Today we are gathering in a new way of being church, using the technology available to us to stay connected with each other and Jesus. We are trying something new and it may transform the way we gather as Christ’s church in the future. Just as the blind man didn’t look back once Jesus had given him his sight, Jesus is calling us as his church to not look back but to move forward in courage and faith. We have the light of Christ to guide us on the path; we have the Spirit’s spring of water within us giving us eternal life in Christ. As fear and anxiety fills our society during this health crisis we are called to focus on connections. How do we stay connected to each other and our Lord? How do we be Christ’s Body in our world today? The coronavirus has shown us how interconnected our world is today. We, as a society were blind, we could ignore our inter-connectedness but now we see how we are connected globally, economically and socially. How we react to the health crisis will impact the lives of those we love and the lives of total strangers.

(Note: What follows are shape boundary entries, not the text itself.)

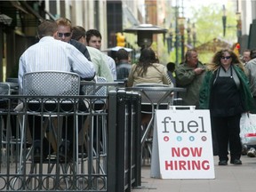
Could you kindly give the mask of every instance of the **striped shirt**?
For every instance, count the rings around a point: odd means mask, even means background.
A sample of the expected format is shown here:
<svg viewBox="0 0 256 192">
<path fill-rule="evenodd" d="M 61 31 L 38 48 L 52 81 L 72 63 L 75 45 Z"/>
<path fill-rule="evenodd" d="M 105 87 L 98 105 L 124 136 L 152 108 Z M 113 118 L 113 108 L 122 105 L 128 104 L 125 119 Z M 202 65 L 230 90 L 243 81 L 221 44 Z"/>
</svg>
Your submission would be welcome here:
<svg viewBox="0 0 256 192">
<path fill-rule="evenodd" d="M 22 89 L 22 77 L 25 73 L 45 70 L 74 72 L 82 78 L 92 78 L 95 75 L 93 64 L 84 54 L 73 45 L 52 36 L 41 38 L 20 58 L 20 88 Z"/>
</svg>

As disciples of Jesus Christ we are called to show God’s love to our world, to bring healing and reconciliation to those around us. Walking in the light of Christ we are to work for justice and respect the dignity of every human being. As we heard in Ephesians this morning, Live as children of light— for the fruit of the light is found in all that is good and right and true. (Eph. 5:8-9) Do what you can right now to bring healing to our world. If that means staying in self-quarantine to protect each other’s health during this time then do it. Our lives are being disrupted and changed, but God is in the midst of this and we are to give glory to God through our actions. We are to do what we can to bring healing and reconciliation to our communities. As Bishop Curry said this past week, “we need to be contagious with healing the well being of others, we need to be contagious with the love of God poured out in our world.”

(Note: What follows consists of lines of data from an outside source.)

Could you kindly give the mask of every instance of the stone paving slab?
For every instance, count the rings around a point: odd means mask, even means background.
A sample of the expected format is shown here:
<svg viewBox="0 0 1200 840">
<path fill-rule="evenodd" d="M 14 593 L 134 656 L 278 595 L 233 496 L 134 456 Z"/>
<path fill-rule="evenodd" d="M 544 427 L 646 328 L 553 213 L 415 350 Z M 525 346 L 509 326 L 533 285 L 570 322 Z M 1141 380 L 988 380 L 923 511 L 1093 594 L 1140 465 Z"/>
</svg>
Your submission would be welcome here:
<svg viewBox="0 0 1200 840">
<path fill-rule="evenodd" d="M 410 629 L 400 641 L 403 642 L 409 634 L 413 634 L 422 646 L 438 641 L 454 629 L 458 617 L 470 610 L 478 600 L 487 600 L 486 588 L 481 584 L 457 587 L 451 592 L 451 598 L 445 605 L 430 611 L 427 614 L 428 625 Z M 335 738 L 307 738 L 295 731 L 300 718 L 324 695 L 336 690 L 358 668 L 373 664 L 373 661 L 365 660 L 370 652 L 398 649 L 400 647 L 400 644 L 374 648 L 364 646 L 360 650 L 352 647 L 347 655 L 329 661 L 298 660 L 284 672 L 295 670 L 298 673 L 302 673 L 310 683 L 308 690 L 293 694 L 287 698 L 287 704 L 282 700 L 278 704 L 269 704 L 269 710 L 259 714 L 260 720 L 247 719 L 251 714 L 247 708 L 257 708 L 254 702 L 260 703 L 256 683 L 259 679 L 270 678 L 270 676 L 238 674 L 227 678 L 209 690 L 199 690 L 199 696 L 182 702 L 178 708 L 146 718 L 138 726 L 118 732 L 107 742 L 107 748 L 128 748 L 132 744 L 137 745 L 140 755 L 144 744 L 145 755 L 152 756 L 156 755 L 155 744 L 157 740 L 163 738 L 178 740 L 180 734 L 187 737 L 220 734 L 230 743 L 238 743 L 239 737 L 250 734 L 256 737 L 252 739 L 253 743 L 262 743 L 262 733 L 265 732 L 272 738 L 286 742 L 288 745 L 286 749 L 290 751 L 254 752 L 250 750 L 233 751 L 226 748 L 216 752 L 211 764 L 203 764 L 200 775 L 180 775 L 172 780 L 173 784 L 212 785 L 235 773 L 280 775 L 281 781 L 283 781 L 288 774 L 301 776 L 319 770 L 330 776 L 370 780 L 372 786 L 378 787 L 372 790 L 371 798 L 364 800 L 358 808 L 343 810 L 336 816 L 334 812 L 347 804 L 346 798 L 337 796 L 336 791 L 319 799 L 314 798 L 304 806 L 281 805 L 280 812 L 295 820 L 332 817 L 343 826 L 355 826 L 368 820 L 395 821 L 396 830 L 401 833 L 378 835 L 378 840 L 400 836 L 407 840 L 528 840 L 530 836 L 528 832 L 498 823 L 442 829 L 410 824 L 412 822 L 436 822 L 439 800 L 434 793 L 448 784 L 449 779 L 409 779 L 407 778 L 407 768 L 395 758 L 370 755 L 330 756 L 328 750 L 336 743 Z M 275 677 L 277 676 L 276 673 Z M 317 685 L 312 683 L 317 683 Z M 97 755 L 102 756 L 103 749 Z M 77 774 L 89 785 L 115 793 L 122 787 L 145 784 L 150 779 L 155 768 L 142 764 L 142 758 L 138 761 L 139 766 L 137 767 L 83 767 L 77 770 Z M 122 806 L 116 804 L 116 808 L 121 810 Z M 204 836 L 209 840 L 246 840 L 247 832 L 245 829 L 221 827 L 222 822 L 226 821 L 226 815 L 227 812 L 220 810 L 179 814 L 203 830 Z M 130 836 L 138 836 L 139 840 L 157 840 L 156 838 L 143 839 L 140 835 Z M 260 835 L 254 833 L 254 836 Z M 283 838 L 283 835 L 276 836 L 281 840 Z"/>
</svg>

We don’t know how long this health crisis will continue, but we are the Body of Christ in our world today. We live in the light of Christ empowered by God’s Spirit to give glory to God through our actions. So this week pray for the healing of our world, for those who are suffering physically, mentally and economically right now. Pray that our country uses its resources wisely for the benefit of all people. Stay connected with each other through the use of technology, even as we are physically separated for the common good. And finally as our Presiding Bishop said, be contagious with the love of God poured out in our world.